At 64 pages, it's no wonder that this publication even has lettering on its spine!

Anyhow, having never read these comics before, I didn't know which issues were the relevant ones for the Secret Wars 3 component, but I now reckon that I only really needed to read the last two - #318-319.

These guest-star fellow Secret Wars castmembers the Molecule Man, Volcana and Doctor Doom, as they join the Fantastic Four, err, Three, on a journey into the Negative Zone in search of… the Beyonder!

Yup, the one from beyond still knows how to make an entrance!

Steve Englehart never got the chance to participate in the humongous Secret Wars II 23-title crossover, so it's reasonable to see Fantastic Four #319 as his chance to finally contribute to it.

Since that series, despite having grown-up again, the Beyonder seems to have been stewing in his own juices over in his very own realm, and has regressed back to the destructive persona that he had in Secret Wars II #8.

This is a bit of a shame. He'd previously spent much of that 42-part odyssey as quite a nice guy. Left to exercise his omnipotent power unchecked over just one universe though… well.

So, at long last Marvel have admitted what we all knew all along - that the Beyonder is basically supposed to be God.

I always thought that one of the inherent flaws in the original two Secret Wars series was that the supposedly all-powerful and omniscient Beyonder kept on demonstrating more and more limitations, particularly in his ability to understand things in detail.
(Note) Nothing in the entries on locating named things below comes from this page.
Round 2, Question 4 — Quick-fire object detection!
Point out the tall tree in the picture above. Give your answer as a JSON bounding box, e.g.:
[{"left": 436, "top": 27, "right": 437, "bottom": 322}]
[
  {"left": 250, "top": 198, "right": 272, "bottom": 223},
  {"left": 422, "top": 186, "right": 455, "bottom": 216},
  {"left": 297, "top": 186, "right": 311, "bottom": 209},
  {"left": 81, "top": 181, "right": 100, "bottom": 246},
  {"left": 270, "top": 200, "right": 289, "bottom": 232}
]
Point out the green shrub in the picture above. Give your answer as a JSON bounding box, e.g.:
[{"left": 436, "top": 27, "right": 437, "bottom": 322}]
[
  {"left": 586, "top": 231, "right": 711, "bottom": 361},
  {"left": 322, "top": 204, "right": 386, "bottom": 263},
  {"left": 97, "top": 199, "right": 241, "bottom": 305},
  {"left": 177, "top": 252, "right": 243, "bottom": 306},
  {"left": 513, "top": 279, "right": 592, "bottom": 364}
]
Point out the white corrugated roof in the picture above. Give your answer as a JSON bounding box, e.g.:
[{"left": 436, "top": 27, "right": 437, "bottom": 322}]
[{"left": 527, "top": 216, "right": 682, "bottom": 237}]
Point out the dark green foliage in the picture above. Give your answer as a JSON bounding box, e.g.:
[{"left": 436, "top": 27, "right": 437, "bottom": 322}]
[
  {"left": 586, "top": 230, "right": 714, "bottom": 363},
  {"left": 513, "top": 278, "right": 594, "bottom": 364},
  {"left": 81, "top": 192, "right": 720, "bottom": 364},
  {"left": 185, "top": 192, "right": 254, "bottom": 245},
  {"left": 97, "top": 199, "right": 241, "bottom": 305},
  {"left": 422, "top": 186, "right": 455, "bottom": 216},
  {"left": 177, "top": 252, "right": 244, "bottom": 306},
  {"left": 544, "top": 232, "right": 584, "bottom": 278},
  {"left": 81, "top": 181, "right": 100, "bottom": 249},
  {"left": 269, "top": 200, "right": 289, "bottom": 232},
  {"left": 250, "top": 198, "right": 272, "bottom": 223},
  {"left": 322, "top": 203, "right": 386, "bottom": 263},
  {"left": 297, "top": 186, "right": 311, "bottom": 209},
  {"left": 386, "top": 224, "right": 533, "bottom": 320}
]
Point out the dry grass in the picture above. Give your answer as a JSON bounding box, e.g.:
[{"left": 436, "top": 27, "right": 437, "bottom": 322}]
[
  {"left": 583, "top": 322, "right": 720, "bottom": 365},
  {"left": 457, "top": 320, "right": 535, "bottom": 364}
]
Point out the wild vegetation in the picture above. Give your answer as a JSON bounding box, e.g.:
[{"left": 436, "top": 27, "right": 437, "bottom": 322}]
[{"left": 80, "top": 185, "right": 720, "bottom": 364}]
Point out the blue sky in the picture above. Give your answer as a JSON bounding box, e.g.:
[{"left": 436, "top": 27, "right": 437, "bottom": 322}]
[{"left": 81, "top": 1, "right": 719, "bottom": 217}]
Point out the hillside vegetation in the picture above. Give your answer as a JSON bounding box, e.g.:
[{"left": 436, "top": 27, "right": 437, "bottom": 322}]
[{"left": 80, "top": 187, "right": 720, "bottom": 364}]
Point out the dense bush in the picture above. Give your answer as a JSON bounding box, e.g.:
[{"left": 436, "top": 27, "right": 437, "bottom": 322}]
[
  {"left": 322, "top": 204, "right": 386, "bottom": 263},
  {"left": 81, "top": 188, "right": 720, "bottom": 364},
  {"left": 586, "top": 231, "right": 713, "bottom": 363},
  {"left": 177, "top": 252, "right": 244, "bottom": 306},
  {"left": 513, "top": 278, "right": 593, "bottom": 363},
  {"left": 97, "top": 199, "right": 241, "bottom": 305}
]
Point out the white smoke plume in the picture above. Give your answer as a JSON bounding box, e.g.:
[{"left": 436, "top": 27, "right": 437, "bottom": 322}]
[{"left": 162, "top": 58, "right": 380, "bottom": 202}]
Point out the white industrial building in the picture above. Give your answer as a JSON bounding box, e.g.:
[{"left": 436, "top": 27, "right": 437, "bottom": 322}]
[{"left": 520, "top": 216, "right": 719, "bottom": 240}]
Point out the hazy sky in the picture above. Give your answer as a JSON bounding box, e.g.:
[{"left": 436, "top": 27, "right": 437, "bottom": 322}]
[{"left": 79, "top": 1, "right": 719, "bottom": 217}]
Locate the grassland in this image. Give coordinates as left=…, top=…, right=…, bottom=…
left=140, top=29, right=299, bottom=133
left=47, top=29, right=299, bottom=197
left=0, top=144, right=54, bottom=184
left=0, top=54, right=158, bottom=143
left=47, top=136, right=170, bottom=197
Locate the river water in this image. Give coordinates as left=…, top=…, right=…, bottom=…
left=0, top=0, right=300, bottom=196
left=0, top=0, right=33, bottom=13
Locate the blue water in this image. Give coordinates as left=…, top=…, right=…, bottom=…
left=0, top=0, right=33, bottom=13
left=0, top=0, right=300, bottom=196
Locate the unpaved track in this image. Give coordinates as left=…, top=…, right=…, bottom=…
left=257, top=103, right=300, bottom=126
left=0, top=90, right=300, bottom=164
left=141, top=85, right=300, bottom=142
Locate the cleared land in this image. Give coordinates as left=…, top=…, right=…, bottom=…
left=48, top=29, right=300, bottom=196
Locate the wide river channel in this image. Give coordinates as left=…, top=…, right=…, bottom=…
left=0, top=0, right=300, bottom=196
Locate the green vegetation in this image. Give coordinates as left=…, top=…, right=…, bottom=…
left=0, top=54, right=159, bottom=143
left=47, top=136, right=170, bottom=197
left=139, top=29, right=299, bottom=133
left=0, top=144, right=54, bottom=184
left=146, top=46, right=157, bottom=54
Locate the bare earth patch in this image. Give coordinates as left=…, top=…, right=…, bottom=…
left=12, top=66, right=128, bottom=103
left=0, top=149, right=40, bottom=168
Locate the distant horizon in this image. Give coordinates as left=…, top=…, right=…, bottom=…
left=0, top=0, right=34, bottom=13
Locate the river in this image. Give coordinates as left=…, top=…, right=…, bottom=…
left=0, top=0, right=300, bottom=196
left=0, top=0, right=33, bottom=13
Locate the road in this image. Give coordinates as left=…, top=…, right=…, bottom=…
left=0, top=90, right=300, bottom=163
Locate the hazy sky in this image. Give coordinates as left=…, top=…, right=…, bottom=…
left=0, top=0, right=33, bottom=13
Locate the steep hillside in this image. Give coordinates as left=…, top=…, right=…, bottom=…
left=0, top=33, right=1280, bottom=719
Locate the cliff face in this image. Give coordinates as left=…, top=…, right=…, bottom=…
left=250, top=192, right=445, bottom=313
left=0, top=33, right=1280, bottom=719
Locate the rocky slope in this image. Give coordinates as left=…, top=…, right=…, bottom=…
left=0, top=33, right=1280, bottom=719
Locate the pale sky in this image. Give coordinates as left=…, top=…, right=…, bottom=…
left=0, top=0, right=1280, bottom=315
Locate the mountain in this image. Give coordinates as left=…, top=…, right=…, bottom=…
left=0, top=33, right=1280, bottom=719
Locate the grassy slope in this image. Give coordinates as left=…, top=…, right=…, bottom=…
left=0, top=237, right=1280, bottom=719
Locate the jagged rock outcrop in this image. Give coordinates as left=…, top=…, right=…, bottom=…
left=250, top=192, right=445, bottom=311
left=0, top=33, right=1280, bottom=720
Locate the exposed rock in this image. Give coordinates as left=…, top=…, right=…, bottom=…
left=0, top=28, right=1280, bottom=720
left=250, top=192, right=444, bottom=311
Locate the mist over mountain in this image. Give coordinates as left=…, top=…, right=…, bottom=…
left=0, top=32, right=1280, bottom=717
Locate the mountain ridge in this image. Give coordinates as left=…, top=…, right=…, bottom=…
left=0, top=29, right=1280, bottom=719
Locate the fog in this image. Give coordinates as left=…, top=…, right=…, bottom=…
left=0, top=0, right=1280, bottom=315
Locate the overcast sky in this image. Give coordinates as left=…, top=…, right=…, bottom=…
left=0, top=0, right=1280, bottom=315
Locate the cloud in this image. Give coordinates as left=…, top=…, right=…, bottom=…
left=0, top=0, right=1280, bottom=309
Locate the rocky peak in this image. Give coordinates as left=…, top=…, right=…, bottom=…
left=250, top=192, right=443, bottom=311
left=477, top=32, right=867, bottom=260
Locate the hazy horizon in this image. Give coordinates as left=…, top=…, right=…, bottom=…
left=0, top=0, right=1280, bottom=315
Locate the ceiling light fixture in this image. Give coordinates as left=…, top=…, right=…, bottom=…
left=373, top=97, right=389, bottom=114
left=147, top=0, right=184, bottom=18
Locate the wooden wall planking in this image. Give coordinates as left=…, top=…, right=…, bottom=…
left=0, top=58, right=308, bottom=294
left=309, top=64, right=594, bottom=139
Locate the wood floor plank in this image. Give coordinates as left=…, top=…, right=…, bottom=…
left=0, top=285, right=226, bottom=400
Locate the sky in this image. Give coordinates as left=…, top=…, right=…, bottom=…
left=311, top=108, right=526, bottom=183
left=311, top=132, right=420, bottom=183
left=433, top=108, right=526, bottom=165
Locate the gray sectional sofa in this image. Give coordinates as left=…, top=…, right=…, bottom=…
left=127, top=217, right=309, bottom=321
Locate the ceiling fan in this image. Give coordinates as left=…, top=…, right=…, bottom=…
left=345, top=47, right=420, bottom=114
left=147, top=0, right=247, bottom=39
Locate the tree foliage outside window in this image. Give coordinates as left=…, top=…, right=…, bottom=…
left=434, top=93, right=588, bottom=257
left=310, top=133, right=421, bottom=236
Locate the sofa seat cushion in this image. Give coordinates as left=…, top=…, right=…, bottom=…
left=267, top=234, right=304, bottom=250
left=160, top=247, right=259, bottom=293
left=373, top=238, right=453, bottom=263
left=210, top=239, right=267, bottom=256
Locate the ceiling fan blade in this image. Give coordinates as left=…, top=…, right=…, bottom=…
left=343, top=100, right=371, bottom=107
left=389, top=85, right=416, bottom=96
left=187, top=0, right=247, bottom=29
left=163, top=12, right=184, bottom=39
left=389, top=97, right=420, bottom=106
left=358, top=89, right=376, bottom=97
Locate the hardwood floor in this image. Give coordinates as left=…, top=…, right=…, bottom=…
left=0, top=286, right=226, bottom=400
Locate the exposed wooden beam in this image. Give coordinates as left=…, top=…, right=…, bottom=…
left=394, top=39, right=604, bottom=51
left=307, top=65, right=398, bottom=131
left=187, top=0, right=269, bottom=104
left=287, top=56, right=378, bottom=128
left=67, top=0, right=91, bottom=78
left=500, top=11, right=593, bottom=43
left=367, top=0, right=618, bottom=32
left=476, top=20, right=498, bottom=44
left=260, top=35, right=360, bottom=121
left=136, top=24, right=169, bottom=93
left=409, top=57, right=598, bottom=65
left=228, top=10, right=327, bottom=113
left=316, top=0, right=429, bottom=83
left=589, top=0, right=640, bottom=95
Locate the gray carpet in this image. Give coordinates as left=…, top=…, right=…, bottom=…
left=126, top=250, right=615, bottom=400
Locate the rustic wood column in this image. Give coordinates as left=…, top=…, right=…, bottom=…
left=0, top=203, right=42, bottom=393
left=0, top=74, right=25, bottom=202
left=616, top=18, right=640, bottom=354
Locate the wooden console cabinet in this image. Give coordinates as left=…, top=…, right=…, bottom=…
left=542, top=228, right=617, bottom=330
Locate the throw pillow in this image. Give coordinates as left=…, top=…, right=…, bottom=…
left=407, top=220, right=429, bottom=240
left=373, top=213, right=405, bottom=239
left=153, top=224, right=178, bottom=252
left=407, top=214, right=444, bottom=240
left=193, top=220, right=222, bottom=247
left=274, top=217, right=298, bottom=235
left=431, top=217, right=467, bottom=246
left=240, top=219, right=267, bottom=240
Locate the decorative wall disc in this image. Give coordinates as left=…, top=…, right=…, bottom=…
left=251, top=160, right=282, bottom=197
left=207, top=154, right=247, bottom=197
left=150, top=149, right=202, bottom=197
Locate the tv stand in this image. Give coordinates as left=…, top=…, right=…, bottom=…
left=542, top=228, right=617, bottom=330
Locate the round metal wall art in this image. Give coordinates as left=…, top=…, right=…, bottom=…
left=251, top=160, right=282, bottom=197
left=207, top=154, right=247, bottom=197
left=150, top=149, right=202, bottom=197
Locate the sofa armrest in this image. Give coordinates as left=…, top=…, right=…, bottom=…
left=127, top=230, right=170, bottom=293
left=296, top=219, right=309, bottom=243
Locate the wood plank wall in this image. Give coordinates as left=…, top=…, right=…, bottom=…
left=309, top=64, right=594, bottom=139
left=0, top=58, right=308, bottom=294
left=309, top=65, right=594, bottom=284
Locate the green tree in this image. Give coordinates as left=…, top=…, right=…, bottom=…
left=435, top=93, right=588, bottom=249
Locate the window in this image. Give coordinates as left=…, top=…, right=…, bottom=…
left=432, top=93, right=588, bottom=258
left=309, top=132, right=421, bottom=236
Englehart has clearly had a few thoughts on this subject too, as well as the whole time-travelling Doctor Doom retcon from Fantastic Four #288, so here he sets out to resolve these matters once and for all.

That's all bad news for the one from beyond though. As the Beyonder learns of his true origins, along with it he has to take a very deep breath and recognise that he is not who he previously thought he was.

Well, it must be pretty gutting for the most powerful being in the multiverse to get attacked by entities who are even more powerful than he is, and to then have to acquiesce to consider their absurd claims to have created him.

All the awe and wonder that had previously been conjured up by the Beyonder character's original concept of simply being able to do anything, has to be let go of when reading this issue. I felt disappointed as I turned these pages. In a good way.

The Beyonder goes down. Whoa.

I guess the real-life parallel would be having to let go of a deeply-held worldview, such as who your parents are or a religious belief, and accept that someone else actually does know better than you.

It takes a lot of character to do that, which demonstrates I think just how well-realised the Beyonder has become, at the hands of so many great writers.